After completing the exercise, you can save your results by using the Select All command from the Edit Menu, and then the Copy Objects command from the Edit menu to copy your results to the clipboard. In the mean time, open a Word file and then Paste the results into the Word file. Name and save your Word file, and copy it to your mass storage unit, or e-mail it to yourself (or both). Now you can work on your lab write-up at home even if you don’t have access to SPSS. If you have SPSS on your own computer, you can simply use the Save As command from the File Menu to save both your results from the Output Viewer window and the SPSS version of the data file from the Data Editor Window. Make sure that your computer at home or the office has at least as recent a version of SPSS as we use in lab, or the files may be incompatible. It is possible to save SPSS files in a format compatible with earlier versions of SPSS.

 

Lab Write-Ups

Lab write-ups should be submitted as Word or RTF files. Name the file “yourlastname-lab1” for example.

Lab write-ups should include answers to any questions posed by the lab exercise and report and interpret the results of any analysis performed. Lab write-ups that consist only of SPSS output without a narrative providing answer, results and interpretation will be treated as if nothing was submitted. 

Not all of the tables and graphs you produce in a work session need to be turned in for any particular lab write-up. Only the tables and graphs you deem essential to convince me that you have mastered using SPSS to complete the exercise should be turned in.

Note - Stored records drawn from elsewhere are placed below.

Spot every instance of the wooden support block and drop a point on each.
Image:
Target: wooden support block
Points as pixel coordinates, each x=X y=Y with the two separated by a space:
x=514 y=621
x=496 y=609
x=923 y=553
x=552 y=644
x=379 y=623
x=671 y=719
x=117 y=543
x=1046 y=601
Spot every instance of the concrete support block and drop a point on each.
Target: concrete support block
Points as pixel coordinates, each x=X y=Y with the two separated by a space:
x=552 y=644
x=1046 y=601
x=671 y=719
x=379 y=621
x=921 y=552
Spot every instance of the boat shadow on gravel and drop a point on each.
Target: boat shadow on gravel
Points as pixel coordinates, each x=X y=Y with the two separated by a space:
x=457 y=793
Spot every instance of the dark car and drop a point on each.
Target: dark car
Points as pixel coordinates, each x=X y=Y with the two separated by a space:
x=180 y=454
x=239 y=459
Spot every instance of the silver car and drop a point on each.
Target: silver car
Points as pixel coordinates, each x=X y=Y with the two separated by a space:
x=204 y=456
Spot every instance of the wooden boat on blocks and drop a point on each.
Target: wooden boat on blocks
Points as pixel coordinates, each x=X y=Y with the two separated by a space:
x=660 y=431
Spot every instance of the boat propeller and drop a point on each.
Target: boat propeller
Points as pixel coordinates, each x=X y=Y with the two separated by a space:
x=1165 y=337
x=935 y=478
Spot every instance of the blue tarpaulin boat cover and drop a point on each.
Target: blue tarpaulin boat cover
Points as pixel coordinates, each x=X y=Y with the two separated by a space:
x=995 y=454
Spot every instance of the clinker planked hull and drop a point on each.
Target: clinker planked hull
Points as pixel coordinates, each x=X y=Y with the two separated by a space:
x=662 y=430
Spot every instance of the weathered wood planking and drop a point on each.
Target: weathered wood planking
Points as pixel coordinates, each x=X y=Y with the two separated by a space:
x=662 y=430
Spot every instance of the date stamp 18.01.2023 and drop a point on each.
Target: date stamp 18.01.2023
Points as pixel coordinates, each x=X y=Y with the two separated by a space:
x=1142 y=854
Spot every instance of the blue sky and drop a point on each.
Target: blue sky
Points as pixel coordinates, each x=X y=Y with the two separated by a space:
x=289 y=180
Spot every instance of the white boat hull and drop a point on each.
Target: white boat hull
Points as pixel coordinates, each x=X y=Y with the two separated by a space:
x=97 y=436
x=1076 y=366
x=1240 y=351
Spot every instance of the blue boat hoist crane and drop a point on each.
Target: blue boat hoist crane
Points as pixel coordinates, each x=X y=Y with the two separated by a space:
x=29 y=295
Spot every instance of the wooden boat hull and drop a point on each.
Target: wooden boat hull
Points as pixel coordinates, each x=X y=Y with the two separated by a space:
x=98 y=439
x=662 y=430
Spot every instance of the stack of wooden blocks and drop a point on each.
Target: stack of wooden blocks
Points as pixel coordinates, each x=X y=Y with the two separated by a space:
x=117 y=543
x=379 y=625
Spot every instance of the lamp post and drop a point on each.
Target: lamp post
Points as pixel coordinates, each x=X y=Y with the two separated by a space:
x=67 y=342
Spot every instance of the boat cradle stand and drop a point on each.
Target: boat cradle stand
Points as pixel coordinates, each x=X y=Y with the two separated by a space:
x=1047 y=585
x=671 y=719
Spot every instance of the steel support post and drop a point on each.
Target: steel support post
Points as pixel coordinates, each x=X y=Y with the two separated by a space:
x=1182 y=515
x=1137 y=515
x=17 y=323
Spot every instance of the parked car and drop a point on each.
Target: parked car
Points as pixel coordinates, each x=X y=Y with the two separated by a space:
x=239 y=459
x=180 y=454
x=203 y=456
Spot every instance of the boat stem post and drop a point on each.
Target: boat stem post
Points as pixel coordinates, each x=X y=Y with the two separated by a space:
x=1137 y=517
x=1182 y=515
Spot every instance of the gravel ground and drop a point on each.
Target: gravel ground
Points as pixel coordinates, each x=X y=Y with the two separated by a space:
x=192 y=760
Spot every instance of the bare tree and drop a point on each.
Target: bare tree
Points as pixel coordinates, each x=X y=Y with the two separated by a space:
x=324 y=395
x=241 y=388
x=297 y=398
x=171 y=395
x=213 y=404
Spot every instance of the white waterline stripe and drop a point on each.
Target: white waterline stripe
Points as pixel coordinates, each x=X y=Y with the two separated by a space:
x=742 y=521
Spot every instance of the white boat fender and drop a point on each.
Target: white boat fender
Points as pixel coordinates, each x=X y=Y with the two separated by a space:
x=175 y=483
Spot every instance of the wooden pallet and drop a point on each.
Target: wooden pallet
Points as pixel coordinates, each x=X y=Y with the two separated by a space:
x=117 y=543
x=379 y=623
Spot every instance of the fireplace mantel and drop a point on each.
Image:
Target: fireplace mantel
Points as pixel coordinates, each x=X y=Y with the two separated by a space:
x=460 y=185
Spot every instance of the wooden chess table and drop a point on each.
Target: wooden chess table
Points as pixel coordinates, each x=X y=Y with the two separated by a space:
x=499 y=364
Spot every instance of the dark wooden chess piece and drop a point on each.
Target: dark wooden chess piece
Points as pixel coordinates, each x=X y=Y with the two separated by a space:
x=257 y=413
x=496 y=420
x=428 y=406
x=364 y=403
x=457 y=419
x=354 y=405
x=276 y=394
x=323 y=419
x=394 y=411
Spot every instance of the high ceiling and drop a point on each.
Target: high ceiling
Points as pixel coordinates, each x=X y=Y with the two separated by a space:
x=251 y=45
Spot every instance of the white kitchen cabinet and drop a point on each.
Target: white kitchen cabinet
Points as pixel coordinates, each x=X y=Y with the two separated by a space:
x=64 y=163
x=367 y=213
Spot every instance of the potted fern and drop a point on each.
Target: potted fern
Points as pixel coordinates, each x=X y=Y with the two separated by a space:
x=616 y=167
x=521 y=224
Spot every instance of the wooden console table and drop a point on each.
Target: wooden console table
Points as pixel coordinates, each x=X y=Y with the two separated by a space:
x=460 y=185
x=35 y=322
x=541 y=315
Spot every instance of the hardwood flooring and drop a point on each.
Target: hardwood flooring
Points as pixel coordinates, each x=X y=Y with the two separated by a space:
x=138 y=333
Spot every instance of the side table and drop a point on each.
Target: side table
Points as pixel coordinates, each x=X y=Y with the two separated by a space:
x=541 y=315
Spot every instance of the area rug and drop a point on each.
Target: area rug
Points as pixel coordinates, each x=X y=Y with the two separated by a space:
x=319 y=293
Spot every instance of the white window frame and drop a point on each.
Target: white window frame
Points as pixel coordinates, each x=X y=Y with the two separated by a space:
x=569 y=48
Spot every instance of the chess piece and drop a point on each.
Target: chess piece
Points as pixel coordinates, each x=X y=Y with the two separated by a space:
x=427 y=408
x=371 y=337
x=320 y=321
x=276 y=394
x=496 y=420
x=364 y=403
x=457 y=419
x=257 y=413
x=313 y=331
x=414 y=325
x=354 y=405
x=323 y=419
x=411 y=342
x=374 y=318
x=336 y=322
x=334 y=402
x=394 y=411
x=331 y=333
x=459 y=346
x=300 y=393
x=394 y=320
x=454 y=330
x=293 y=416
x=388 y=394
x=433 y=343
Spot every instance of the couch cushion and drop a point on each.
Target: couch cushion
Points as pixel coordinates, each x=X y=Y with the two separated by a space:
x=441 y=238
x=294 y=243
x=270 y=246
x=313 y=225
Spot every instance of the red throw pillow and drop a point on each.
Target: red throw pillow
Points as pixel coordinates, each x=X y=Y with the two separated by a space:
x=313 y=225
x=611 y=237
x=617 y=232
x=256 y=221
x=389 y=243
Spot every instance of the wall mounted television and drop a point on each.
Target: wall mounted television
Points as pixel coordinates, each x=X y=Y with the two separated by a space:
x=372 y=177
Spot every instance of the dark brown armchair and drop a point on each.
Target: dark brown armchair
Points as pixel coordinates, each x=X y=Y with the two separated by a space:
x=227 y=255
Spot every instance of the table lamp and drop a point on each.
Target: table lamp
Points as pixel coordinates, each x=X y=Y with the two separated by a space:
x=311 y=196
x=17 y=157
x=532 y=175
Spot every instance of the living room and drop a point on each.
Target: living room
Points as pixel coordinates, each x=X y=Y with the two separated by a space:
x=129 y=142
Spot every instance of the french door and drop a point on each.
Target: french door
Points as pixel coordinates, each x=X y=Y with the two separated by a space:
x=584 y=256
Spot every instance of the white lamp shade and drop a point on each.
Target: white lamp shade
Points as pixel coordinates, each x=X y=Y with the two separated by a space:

No lab write-up need be turned in for lab 1. However, I have included below an example of what a write-up for lab 1 might look like. Take this as a lesson for what is expected of you for labs 2-10, all of which require a written lab write-up to be submitted.

 

 

 

                                                                                                                        Edward F. Connor

 

 

Lab 1 Write-Up

 

 

Using the data provided on body size and mass for male crab spiders (Miseumna formosipes), I calculated the means and standard deviations of each metric variable using the “Descriptives” procedure in SPSS (see table below)

 

Of the linear measurements body length was most variable (sd = 0.307), but also had the highest mean value. Total body mass (weight) averaged 6.4 mgs, but was also quite variable among individual spiders. Only 23 of the 38 spiders had data on body mass.

 

 

I then proceeded to produce a scatter plot of body weight versus carapace width (see graph below). The graph suggestions that weight increases linearly with body mass for these male spiders.

 

 

A histogram of tibia lengths suggestions that tibia length in mm is approximately normally distributed, although there is some evidence that the distribution is slightly skewed to the right (the distribution is not symmetrical).